La signora Kerr, che ha circa 90 anni, è rimasta delusa dalle azioni di suo figlio, ha raccontato Steve Kerr durante la conferenza stampa pre-partita di mercoledì, i suoi primi commenti pubblici dopo l’espulsione. Non ha partecipato alla conferenza stampa post partita a Inglewood.
Kerr ha dovuto essere trattenuto da Gary Payton II e dagli assistenti allenatori Terry Stotts e Kris Weems mentre rimproverava l’arbitro capo Brian Forte.
“Sembrava inorridita dopo e mi ha chiesto se avevo intenzione di colpire l’arbitro”, ha detto Kerr. “Ho detto: ‘Mamma, non ho mai picchiato nessuno in vita mia…. Lei ha detto: ‘Perché tutti quegli uomini ti trattenevano?’ Beh, fa tutto parte della teatralità.’”

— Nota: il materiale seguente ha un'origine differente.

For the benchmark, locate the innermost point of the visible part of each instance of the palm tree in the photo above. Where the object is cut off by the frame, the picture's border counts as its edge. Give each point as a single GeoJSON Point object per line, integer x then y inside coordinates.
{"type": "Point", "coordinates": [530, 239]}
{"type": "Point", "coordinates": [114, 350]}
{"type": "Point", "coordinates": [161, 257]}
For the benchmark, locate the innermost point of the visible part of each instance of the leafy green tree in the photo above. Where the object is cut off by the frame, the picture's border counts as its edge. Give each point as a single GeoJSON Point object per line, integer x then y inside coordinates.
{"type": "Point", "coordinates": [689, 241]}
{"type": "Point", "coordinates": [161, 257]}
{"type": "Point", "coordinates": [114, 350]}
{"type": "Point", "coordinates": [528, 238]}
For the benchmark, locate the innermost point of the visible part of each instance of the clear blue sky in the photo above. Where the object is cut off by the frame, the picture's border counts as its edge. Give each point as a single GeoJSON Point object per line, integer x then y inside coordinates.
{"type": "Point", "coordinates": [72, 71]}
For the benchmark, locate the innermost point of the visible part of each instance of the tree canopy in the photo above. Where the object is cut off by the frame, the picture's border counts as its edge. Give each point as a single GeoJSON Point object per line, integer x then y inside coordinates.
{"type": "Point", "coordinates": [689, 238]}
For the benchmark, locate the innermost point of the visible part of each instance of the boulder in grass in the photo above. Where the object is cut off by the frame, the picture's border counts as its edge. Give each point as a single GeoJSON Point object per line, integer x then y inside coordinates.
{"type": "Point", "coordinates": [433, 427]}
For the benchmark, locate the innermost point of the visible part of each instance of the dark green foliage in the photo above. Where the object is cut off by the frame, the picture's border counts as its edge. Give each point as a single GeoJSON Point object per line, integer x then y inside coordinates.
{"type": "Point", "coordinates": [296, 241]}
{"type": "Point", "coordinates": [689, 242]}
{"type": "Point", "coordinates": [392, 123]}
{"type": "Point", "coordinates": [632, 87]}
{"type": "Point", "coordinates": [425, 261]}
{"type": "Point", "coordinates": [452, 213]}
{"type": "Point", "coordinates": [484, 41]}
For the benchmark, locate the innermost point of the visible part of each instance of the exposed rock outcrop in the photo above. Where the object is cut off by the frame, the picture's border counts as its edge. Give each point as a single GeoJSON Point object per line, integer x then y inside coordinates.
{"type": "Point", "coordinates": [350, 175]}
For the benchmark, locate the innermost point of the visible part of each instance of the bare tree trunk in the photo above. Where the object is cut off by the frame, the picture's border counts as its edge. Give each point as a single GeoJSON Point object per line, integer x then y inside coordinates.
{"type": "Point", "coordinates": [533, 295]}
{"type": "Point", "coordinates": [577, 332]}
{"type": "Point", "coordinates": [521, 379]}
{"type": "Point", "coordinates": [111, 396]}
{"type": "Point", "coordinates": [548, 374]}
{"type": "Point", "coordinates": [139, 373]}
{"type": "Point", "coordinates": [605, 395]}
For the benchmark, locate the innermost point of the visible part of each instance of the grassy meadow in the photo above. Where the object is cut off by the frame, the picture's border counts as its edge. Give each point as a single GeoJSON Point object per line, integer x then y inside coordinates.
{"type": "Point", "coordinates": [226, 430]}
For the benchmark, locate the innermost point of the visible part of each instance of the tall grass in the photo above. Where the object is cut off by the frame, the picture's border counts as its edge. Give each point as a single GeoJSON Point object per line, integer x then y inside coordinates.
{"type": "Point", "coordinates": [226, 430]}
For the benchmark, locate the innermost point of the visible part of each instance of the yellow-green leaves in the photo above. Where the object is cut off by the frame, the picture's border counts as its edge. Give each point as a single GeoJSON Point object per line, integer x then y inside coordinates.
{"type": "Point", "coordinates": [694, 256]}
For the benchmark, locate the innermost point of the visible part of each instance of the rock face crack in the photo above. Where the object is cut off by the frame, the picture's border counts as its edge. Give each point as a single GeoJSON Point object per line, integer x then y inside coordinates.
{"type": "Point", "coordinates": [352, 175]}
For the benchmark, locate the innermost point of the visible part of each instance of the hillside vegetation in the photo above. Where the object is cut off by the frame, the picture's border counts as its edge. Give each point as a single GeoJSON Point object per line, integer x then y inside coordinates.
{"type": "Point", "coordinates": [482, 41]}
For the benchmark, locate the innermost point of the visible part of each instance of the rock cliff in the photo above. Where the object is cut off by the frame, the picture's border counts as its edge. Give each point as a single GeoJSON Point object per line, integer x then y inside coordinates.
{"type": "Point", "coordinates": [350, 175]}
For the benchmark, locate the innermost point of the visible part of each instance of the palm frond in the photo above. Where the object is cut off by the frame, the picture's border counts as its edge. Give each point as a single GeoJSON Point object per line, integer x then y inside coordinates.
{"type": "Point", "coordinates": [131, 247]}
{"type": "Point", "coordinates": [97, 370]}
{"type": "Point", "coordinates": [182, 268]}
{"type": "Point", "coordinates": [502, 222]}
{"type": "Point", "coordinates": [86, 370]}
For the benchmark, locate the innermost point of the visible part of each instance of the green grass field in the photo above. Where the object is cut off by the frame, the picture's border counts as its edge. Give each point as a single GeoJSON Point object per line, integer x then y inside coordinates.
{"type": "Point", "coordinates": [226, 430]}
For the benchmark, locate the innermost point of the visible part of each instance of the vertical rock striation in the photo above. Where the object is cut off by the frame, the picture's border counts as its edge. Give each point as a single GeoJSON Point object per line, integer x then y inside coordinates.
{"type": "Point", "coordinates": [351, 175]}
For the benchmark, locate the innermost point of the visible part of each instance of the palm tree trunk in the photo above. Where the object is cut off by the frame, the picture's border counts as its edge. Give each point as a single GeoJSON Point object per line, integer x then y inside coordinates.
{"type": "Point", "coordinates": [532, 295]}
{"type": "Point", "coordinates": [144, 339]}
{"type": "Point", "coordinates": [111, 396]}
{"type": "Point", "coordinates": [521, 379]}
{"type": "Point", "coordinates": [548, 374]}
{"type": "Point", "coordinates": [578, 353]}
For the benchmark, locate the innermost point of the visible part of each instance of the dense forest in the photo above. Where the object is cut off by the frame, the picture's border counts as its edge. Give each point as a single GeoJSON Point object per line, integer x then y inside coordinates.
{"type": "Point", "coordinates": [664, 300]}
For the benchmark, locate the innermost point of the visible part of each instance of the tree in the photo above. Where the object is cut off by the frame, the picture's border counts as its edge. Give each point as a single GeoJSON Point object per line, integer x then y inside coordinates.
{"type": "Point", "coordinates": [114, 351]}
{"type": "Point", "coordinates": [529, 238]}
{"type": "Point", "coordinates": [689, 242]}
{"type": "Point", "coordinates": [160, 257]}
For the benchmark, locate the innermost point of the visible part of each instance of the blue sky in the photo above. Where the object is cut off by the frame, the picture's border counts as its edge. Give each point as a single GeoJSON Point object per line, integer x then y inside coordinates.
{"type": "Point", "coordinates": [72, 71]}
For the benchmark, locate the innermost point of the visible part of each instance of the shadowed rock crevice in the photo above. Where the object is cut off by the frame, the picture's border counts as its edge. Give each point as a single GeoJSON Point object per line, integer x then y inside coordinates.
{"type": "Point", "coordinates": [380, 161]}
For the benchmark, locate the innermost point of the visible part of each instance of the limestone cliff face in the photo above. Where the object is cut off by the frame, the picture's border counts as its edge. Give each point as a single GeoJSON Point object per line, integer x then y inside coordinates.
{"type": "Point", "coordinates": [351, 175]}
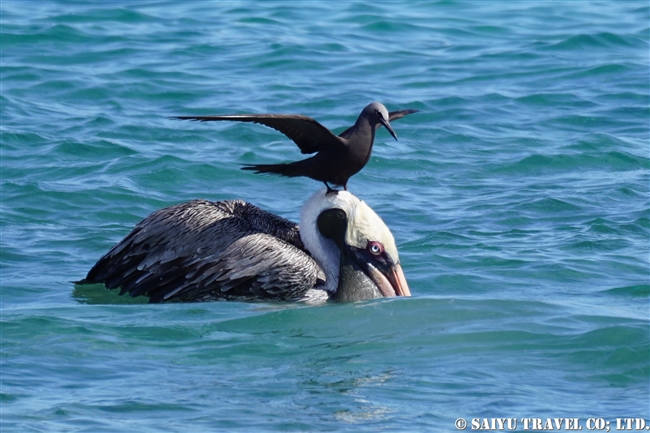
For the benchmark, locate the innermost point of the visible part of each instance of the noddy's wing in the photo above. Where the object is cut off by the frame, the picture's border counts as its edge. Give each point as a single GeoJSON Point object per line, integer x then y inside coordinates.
{"type": "Point", "coordinates": [308, 134]}
{"type": "Point", "coordinates": [394, 115]}
{"type": "Point", "coordinates": [202, 250]}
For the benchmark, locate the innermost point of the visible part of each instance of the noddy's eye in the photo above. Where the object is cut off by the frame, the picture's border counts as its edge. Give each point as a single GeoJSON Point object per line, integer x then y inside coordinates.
{"type": "Point", "coordinates": [375, 248]}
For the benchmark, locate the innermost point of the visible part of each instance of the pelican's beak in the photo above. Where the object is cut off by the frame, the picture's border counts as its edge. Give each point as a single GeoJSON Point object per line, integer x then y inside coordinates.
{"type": "Point", "coordinates": [391, 281]}
{"type": "Point", "coordinates": [387, 126]}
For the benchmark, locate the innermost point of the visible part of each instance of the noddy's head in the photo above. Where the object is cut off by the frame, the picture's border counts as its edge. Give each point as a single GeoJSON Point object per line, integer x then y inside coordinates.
{"type": "Point", "coordinates": [369, 263]}
{"type": "Point", "coordinates": [378, 115]}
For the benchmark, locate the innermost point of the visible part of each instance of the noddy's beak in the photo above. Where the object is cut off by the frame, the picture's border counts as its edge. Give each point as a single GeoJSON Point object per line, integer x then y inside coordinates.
{"type": "Point", "coordinates": [387, 126]}
{"type": "Point", "coordinates": [390, 282]}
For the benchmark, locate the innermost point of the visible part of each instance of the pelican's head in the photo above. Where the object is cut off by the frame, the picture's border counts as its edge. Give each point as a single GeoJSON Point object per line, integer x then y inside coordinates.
{"type": "Point", "coordinates": [353, 246]}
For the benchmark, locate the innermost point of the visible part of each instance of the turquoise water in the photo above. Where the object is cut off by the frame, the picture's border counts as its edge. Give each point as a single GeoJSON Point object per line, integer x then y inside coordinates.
{"type": "Point", "coordinates": [518, 196]}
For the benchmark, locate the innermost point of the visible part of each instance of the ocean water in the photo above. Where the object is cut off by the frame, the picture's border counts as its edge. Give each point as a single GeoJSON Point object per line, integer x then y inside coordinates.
{"type": "Point", "coordinates": [518, 197]}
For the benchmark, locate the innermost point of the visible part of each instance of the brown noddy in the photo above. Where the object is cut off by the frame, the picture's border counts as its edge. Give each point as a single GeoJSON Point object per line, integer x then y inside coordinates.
{"type": "Point", "coordinates": [337, 157]}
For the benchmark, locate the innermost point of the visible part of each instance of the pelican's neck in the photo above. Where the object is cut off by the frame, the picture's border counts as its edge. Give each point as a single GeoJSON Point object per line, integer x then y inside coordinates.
{"type": "Point", "coordinates": [323, 250]}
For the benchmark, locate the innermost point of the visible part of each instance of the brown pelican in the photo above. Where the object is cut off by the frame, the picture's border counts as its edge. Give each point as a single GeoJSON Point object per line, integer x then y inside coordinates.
{"type": "Point", "coordinates": [203, 250]}
{"type": "Point", "coordinates": [337, 157]}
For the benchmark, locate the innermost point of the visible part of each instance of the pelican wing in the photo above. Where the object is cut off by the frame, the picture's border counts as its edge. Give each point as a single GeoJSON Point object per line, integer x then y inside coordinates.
{"type": "Point", "coordinates": [202, 250]}
{"type": "Point", "coordinates": [308, 134]}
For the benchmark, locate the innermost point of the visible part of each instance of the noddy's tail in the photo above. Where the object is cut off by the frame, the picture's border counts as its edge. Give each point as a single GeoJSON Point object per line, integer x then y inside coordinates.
{"type": "Point", "coordinates": [289, 170]}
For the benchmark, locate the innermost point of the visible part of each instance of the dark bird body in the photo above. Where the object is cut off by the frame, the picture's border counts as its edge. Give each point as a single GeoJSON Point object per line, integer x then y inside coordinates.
{"type": "Point", "coordinates": [337, 157]}
{"type": "Point", "coordinates": [202, 250]}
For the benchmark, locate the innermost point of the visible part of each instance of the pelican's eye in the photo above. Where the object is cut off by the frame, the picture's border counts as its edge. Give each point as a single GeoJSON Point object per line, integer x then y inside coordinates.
{"type": "Point", "coordinates": [375, 248]}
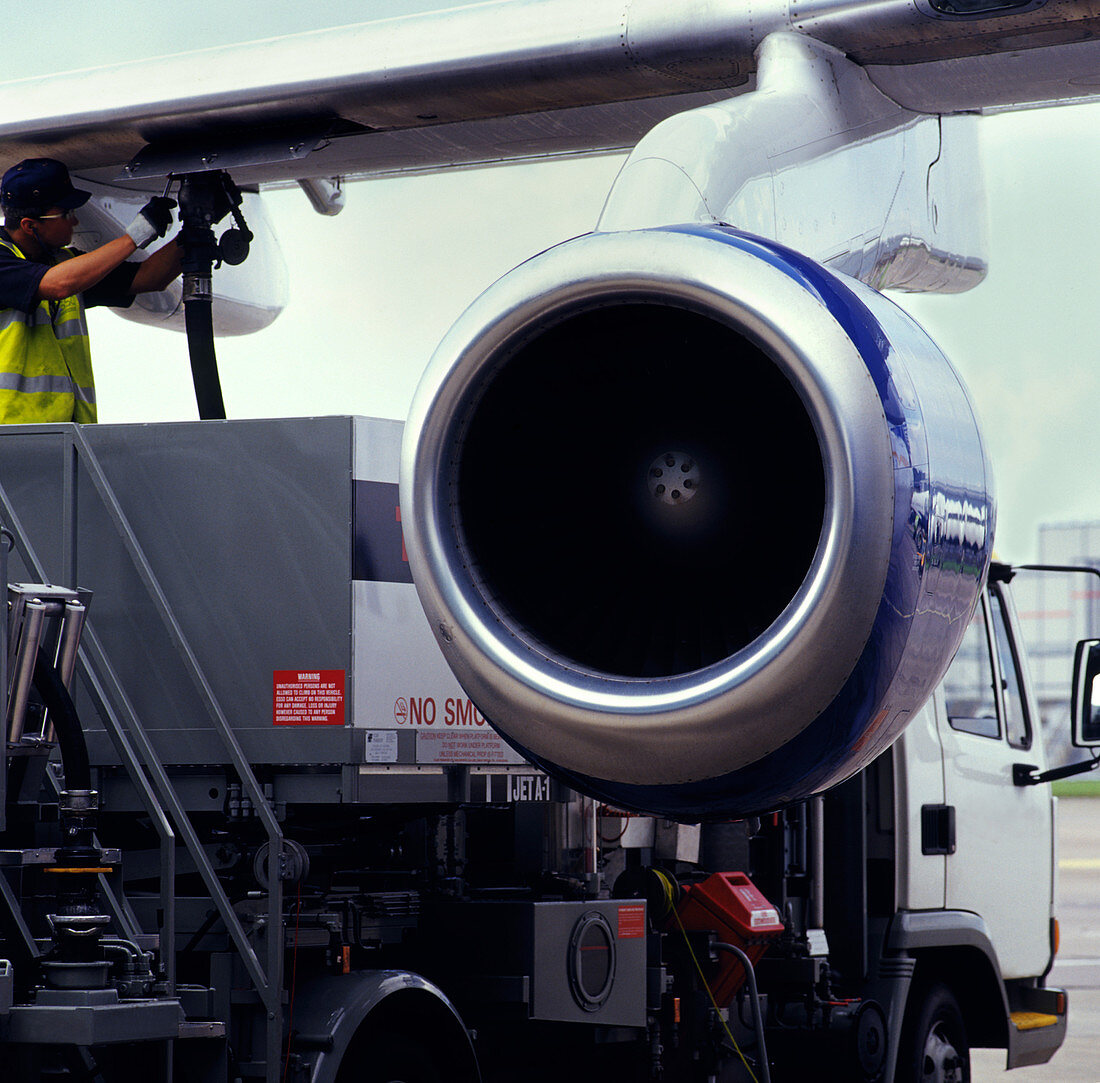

Stotts, che ha allenato Portland dal 2012 al 2021 ed è ora assistente principale dello staff di Kerr, ha assunto le responsabilità di allenatore e conferenza stampa nell’area di Los Angeles.
Gui Santos brilla
Gary Payton II ha saltato la partita per una distorsione alla caviglia sinistra, una malattia che Kerr spera non persista per più di una notte. Quindi, almeno per una notte, i tifosi brasiliani hanno potuto gioire mentre il loro connazionale Gui Santos ha potuto giocare per lunghi minuti.
Santos aveva trascorso le ultime due partite giocando esclusivamente nel quarto quarto come energizzante, ma è entrato in partita nel primo quarto contro il Milwaukee. Era più-12 in soli 18 minuti, ma ha anche dimostrato perché è migliore a dosi più piccole con due palle perse.